Sunday, 22 July, 2018 - 09:16

Forki Sulteng Siap Berburu Emas di Piala Mendagri

ATLET KARATE - Kristo Mondolu (kiri) menjadi peraih nilai tertinggi dari 10 besar pelatih pratama karate Indonesia yang mengikuti sertifikasi pelatih di Lembag Hijau, Ciloto, Jawa Barat, 11-14 Desember 2017. (Foto : Ist)

Palu, Metrosulawesi.com - Forki Sulawesi Tengah mengakhiri tahun 2017 dengan catatan sekaigus tantangan, menyusul Kristo Mondolu dan Ateng Wahyudi lulus sebagai pelatih pratama serta YM Qasim meraih peringkat dua kejuaraan antar master di kelas kumite -84 kg putera.

Kristo Mondolu bahkan menjadi peraih nilai tertinggi dari 10 besar pelatih pratama karate Indonesia yang mengikuti sertifikasi pelatih di Lembag Hijau, Ciloto, Jawa Barat, 11-14 Desember 2017.

“Saya juga kaget setelah dinyatakan sebagai peserta dengan nilai tertinggi dari ratusan peserta pelatih karate yang ikut. Terima kasih untuk Pengda Forki Sulawesi Tengah terutama ketua Ahmad Ali yang selama ini berada di depan untuk peningkatan prestasi dan memberi kepercayaan kepada kami,” kata Kristo sesampainya di Palu, Kamis 15 Desember 2017.

Tugas selanjutnya, kata Kristo, adalah membagi ilmu yang didapat kepada pelatih-pelatih di daerah tingkat dua dan kota serta menyiapkan tim menghadapi Kejurnas Piala Mendagri, Maret 2018 mendatang.

“Apalagi kita telah ditunjuk sebagai tuan rumah. Pelatda akan segera kita lakukan untuk mendapatkan hasil terbaik,” ujar Kristo.
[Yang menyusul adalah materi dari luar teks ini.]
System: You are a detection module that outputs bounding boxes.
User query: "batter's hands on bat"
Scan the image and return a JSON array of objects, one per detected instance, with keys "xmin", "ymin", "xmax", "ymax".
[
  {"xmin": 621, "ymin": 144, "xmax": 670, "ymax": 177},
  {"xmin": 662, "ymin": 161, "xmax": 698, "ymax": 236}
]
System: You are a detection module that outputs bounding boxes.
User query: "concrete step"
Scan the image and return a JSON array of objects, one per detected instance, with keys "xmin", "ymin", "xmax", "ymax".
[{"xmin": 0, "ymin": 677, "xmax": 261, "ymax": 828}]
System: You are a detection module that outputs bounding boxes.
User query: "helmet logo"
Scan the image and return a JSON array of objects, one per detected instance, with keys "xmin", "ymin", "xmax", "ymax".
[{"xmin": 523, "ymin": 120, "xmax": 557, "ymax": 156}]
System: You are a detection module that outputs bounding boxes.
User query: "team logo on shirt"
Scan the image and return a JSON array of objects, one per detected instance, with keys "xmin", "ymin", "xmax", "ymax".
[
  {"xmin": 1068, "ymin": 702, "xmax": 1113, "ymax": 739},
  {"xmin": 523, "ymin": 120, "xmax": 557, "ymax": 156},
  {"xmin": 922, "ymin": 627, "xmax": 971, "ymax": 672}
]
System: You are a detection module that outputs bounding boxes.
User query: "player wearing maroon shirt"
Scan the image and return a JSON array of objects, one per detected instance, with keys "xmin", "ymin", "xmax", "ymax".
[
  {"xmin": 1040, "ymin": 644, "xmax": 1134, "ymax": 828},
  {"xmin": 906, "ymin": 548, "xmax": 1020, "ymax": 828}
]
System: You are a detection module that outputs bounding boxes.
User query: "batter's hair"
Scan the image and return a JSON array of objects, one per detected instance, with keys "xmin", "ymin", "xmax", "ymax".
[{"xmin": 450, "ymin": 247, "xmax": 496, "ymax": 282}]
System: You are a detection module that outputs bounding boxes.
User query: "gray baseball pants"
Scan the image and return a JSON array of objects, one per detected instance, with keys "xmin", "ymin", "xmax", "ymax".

Sementara itu karateka YM Qasim meski dikalahkan karateka Jawa Barat di nomor final kumite kelas -84 kg tetap menjadii prioritas masuk dalam pelatnas Karate Asian Games 2018 bulan Agustus di Jakarta.

“Apa yang dicapai Forki Sulawesi Tengah selama 2017 biarlah menjadi catatan untuk menyiapkan diri pada target besar kami di PON Papua 2019. Untuk itu target kita selanjutnya adalah Sukses Kejurnas Piala Mendagri dan Emas PON Papua,” tegas Ahmad M Ali selaku Ketua Umum Pengda Forki Sulawesi Tengah.